Se agacharon juntos sobre el desmedrado cuerpo del que en otro tiempo había sido un apuesto aristócrata inglés. Las lágrimas afluyeron a los ojos de Jane cuando vio las resecas mejillas, los hundidos ojos y las arrugas que el sufrimiento había trazado en aquel rostro una vez joven y hermoso.

—Aún vive —dijo Tarzán—. Haremos cuanto podamos por él, pero me temo que hemos llegado demasiado tarde.

Cuando llegó Busuli con el agua, Tarzán introdujo a la fuerza unas cuantas gotas entre los cuarteados y tumefactos labios. Secó la ardorosa frente de Clayton y le lavó las esqueléticas extremidades.

Clayton abrió los ojos. La sombra de una débil sonrisa iluminó su expresión al ver a Jane inclinada sobre él. Cuando sus ojos se posaron en Tarzán, la expresión se tornó estupefacta.

—Todo va bien, muchacho —le animó el hombremono—. Te hemos encontrado a tiempo. Ahora todo se arreglará y, antes de que te des cuenta, estarás caminando por tu propio pie.
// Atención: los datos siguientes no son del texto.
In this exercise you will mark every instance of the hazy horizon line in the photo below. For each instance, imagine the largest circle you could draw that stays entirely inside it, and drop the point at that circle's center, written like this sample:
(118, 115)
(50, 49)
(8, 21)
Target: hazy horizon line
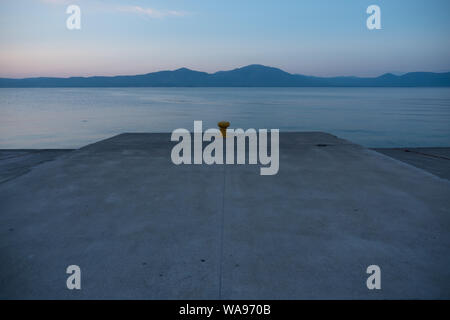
(211, 73)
El inglés meneó la cabeza débilmente.

—Es demasiado tarde —musitó—, pero ya da lo mismo. Preferiría morir.

—¿Dónde está monsieur Thuran? —preguntó la muchacha.
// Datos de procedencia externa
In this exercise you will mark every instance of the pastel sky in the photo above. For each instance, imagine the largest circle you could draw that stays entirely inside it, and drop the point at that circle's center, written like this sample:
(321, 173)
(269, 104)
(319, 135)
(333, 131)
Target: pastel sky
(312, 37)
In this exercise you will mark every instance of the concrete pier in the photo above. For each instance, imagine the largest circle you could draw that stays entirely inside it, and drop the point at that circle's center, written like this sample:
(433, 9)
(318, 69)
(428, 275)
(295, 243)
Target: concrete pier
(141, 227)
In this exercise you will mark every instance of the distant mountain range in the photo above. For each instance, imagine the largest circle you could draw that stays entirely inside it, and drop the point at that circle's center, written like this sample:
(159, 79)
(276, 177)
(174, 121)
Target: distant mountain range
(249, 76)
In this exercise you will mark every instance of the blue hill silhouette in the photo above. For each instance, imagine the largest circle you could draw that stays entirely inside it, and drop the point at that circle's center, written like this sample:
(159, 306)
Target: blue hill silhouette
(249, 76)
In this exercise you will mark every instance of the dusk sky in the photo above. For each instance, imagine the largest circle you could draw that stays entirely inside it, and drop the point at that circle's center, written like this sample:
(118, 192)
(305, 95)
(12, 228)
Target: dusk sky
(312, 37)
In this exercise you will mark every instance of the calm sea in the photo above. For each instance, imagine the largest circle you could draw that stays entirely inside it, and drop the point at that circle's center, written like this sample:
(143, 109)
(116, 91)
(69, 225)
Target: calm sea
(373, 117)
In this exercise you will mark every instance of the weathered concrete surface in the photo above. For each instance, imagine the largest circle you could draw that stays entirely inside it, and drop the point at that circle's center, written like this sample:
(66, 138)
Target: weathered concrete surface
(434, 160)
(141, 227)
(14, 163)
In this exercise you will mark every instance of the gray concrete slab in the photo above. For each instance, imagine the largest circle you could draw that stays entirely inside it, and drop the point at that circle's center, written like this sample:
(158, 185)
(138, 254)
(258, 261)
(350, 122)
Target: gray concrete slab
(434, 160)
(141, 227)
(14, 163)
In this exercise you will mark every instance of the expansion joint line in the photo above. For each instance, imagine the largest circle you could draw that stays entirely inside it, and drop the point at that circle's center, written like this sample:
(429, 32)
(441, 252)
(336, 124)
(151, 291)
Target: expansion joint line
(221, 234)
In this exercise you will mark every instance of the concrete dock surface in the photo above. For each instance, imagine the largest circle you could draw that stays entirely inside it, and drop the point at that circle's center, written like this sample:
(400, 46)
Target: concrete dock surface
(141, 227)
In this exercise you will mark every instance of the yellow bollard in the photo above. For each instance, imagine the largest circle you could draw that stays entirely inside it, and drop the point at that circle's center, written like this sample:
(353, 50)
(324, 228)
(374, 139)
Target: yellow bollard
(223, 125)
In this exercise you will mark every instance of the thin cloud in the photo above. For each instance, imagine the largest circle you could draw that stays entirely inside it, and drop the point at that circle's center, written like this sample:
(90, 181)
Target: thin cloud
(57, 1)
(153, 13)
—Me abandonó al agravarse mi fiebre y ponerse las cosas feas. Es un individuo satánico. Cuando le supliqué que me trajese un poco de agua porque me encontraba tan débil que no podía ir a buscarle, la bebió delante de mí, tiró al suelo la que había sobrado y se me rió en la cara.

El recuerdo de aquella escena reanimó súbitamente a Clayton con un ramalazo de vitalidad. Se incorporó, apoyándose en un codo.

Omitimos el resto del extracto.